Opened 6 years ago
Closed 5 years ago
#74 closed defect (fixed)
ECS system failing to complete boot process
Reported by: | Barry Landy | Owned by: | |
---|---|---|---|
Priority: | major | Milestone: | Future |
Component: | IFS | Version: | |
Severity: | medium | Keywords: | |
Cc: |
Description
Using the lastest release (R357) the ECS22 boot process stopped apparently after completing the processing of CONFIG.SYS with a black screen.
I did the following experiments
ECS22: R913 booted OK ECS22: R316 booted OK ECS22 R357 black screen ECS22 debug nucleus booted OK apart from a trap1 (responded "g")
[I recall that at the end of the experiments for ticket 67 R349 also did not compelete the boot except in debug mode)

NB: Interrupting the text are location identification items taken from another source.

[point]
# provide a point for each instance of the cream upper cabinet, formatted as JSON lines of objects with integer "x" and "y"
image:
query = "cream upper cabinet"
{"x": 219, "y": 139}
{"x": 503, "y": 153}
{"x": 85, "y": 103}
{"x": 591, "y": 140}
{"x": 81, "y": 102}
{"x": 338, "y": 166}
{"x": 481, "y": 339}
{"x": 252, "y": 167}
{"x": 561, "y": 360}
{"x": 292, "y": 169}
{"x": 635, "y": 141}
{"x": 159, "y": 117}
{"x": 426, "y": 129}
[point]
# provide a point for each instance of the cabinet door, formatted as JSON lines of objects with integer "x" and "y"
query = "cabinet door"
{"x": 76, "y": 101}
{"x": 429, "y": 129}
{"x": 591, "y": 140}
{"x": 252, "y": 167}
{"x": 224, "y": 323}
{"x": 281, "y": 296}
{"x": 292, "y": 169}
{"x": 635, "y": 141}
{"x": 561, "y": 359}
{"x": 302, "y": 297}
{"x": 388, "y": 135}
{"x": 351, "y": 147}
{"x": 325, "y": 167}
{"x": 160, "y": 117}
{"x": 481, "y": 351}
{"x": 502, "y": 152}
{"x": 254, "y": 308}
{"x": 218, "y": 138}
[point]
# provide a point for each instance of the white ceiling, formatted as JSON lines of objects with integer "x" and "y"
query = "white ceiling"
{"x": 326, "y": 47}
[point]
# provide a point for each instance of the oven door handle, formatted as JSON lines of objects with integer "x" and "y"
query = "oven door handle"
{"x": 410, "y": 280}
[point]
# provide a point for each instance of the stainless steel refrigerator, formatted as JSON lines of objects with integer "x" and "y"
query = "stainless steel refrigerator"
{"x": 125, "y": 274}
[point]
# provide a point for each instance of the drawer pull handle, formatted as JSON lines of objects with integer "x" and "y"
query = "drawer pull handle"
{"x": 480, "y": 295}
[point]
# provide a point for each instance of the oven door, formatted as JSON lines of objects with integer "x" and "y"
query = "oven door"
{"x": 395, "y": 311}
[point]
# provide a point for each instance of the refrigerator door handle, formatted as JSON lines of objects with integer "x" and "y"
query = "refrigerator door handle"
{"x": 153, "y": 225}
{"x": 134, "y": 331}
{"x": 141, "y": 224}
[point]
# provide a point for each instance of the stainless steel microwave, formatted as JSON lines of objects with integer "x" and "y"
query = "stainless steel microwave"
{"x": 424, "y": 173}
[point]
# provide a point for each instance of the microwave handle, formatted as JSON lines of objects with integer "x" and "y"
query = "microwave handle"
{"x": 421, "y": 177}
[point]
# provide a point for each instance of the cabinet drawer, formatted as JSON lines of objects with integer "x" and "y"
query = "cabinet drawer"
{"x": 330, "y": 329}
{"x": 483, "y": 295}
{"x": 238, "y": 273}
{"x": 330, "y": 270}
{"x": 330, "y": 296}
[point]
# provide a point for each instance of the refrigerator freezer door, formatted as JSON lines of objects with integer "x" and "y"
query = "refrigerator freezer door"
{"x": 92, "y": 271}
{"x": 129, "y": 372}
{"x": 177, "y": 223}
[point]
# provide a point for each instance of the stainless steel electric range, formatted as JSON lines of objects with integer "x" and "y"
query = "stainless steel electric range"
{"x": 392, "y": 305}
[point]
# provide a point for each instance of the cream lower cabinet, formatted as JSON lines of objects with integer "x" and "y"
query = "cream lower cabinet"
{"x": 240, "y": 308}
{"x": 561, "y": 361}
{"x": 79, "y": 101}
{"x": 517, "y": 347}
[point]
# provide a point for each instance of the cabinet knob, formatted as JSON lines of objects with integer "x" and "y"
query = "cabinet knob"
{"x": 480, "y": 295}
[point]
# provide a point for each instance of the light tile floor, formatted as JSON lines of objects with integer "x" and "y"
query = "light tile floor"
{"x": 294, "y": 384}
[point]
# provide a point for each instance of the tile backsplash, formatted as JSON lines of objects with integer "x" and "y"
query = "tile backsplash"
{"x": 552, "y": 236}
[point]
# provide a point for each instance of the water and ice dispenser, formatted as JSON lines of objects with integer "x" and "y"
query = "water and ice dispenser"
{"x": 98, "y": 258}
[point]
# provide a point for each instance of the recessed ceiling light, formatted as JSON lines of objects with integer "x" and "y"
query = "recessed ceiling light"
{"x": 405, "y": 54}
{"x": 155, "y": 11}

ECS22/OS4: R357 black screen ECS22 OS4 Debug: R357 booted OK
ARCAOS: R349 booted OK.
Difficult to know what trace or other information I can add in the circumstances.
Attachments (12)
Change History (58)
comment:1 by , 6 years ago
comment:2 by , 6 years ago
1) yes, black screen == no messages
2) repeated boots repeat the effect
3) My nucleus is 14.104a (the (a) means the COPY command bug is fixed)
4) I will try with /monitor and see what messages there are
5) I do not have loop.add
comment:3 by , 6 years ago
More experiments seem to show it is a timing issue. With /monitor the system completes the boot (slowly!) without the boot process stops.
With /monitor on I see a fairly long delay when the Z: RAM setup using QSINIT is being initialised but on the other hand when I have removed QSSETUP.CMD altogether I still bet the same result (booting with /montior completes booting without stops).
I assume loop.add will add a delay; please suggest what might be a good value.
comment:4 by , 6 years ago
I should clarify. When I said "stopping with a black screen" I actually meant that the system stops with the last message output by CONFIG.SYS processing on a black background. So the system is failing to start the WPS screen.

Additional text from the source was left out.